Today’s story from Robert’s army days involves the Honest John missile. Robert was still recovering from his helicopter accident at the time, and was mostly involved in ceremonial and other light duties, when he and a good friend were ordered to attend a NATO test firing of an Honest John. Now, this was a big deal. Many servicemen had been trained to serve with these missiles, and had even been through launch drill (as had Robert and his pal), but they were frighteningly expensive, so that no-one knew anyone who had ever experienced a for-real launch. They were actually going to launch one, which was an exciting prospect for all concerned, and Robert and his colleague were duly delivered to a clearing somewhere in the Ardennes, all togged up in their ceremonial uniforms, as part of an international guard of honour.
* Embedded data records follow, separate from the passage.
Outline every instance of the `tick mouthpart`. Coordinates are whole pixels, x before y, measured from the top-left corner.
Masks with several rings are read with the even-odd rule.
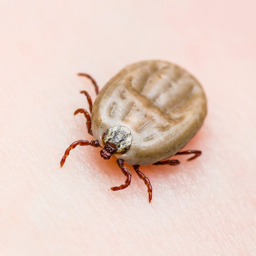
[[[102,135],[102,140],[103,145],[108,144],[114,148],[116,153],[123,154],[130,148],[132,134],[127,127],[116,125],[105,132]]]
[[[116,149],[108,144],[106,144],[100,152],[100,156],[105,160],[108,160],[116,152]]]

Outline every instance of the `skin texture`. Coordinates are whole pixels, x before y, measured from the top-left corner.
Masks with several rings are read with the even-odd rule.
[[[124,68],[100,92],[92,108],[92,134],[102,147],[107,129],[127,127],[130,148],[114,155],[131,165],[148,165],[183,148],[207,111],[203,89],[187,71],[166,61],[139,61]]]
[[[256,252],[255,2],[5,1],[0,3],[0,254],[253,255]],[[101,89],[158,59],[194,74],[208,113],[176,166],[133,168],[68,146],[86,130],[78,72]],[[173,159],[175,159],[174,158]]]

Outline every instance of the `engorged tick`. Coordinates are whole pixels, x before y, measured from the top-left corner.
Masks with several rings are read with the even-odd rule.
[[[90,79],[96,94],[99,87]],[[62,167],[69,151],[78,145],[102,148],[100,156],[117,158],[116,163],[126,179],[124,185],[111,188],[123,189],[130,185],[131,173],[124,163],[132,166],[148,187],[148,201],[152,187],[148,179],[139,170],[140,165],[176,165],[173,156],[194,154],[188,160],[200,156],[197,150],[179,152],[201,127],[207,113],[206,100],[199,83],[181,68],[167,61],[147,60],[125,67],[111,78],[100,92],[92,105],[85,91],[92,117],[83,114],[89,133],[95,140],[81,140],[72,143],[60,161]],[[163,160],[163,161],[162,161]]]

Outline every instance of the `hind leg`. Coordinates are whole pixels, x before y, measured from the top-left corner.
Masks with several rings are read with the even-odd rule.
[[[196,157],[198,157],[202,153],[202,152],[200,150],[187,150],[186,151],[181,151],[180,152],[178,152],[175,154],[175,156],[177,156],[178,155],[190,155],[190,154],[194,154],[195,155],[193,156],[190,158],[189,158],[187,160],[187,161],[190,161],[191,160],[193,160]]]

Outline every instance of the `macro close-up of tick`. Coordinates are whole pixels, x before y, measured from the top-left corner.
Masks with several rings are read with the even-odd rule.
[[[144,181],[150,203],[152,187],[140,171],[140,166],[176,165],[180,163],[178,160],[166,159],[192,154],[188,159],[191,160],[201,154],[200,150],[180,151],[199,129],[206,115],[206,100],[201,86],[183,68],[162,60],[127,66],[100,92],[90,75],[78,75],[90,79],[97,95],[93,104],[88,92],[81,92],[87,97],[91,115],[83,108],[74,113],[84,115],[88,132],[94,140],[72,143],[61,160],[61,167],[77,146],[100,147],[101,157],[108,160],[116,157],[126,177],[124,184],[111,190],[123,189],[130,185],[132,174],[124,166],[126,163]]]

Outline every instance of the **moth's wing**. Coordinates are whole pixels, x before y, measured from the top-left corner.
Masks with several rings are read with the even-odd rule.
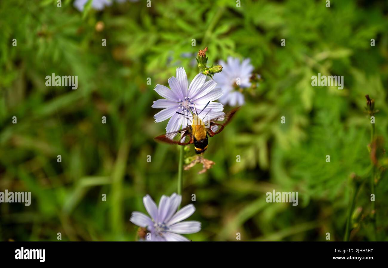
[[[213,137],[216,134],[218,134],[222,131],[224,127],[230,121],[234,114],[240,108],[240,107],[235,108],[227,113],[223,115],[221,115],[218,117],[210,119],[209,122],[208,121],[205,122],[205,125],[210,125],[207,128],[206,132],[210,137]]]
[[[177,131],[170,132],[155,138],[155,139],[167,143],[178,144],[180,145],[187,145],[193,143],[194,141],[192,137],[192,129],[191,126],[187,126]]]

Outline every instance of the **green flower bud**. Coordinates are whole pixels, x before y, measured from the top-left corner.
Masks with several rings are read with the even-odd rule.
[[[222,66],[220,65],[216,65],[212,66],[209,69],[209,72],[211,74],[214,74],[218,72],[221,72],[222,70]]]

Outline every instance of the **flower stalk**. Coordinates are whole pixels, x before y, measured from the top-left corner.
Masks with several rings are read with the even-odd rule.
[[[179,147],[179,163],[178,167],[178,194],[182,195],[183,185],[183,149],[184,146]]]
[[[370,116],[374,116],[375,114],[378,112],[374,109],[374,100],[369,98],[369,95],[365,96],[366,98],[366,109],[368,113]],[[376,142],[375,139],[375,126],[374,124],[371,125],[371,148],[373,145],[374,143]],[[372,193],[375,194],[375,179],[376,174],[376,165],[373,163],[372,158],[371,158],[371,163],[373,167],[372,171],[372,175],[371,177],[371,191]],[[371,212],[371,218],[372,224],[373,225],[374,240],[376,241],[377,239],[377,227],[376,224],[376,210],[374,201],[372,201],[372,211]]]

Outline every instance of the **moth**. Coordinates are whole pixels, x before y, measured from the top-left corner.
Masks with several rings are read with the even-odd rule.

Everyone who was anyone in the top brass of NATO was there, and a lot of work had gone into constructing very smart, wooden seating galleries – there was carpet and white cords everywhere. No expense spared.
With everyone suitably tensed up, and the guard of honour at attention, the Belgian launch crew selected for the test duly arrived and went into their drill. It was a wet, overcast day, but they were really very impressive – crisp and assured, under scrutiny from the field-glasses of the High and Mighty who were watching from a safe distance. As the moment approached for the launch (and remember, these boys hadn’t actually fired one before, either), the clamps which held the missile to its cradle were opened, and a lot of adjustment and shouting of commands was going on when Robert’s colleague quietly drew his attention to the fact that the crew did not appear to have released the 4cm thick steel securing bolts which held it in place. Shortly afterwards, the missile fired. The noise was unbelievable, apparently, and the ground shook before the missile, with very large truck still attached, rose from the ground and disappeared into the low clouds.
Robert told us that his strongest recollection was of the strange silence which followed. He could hear the odd, strangled sound of the guard of honour trying desperately not to laugh, and the indefinable, though very real, sound of general embarrassment at a strategic level. The gathering broke up very quickly, with appropriate levels of harrumphing, and everyone was rushed away in staff cars. The joiners had even started to dismantle the seating before the guard of honour received a very short briefing.
This did not happen, they were told. Anyone who mentions this – ever – will be in more trouble than he could ever imagine. And thus this event which had never happened was blotted from the records.
It seems that the missile did pretty well – it landed about a kilometre away, in a field, though of course that hadn’t happened either. Naturally the British contingent could not leave it alone. The Honest John kit came with a dedicated range computer, which could print out range tables and settings for a variety of payloads and situations. Some bright spark printed off a special range table headed up HONEST JOHN MISSILE – WITH LAUNCHER ATTACHED and sent it anonymously to Belgian HQ. Robert said that he was interested to see if there was any come-back, considering that the original event on which the joke was based had never happened.
They never heard anything further about it.
I believe Robert is in the consultancy business now – I bet he is still good value in the pub.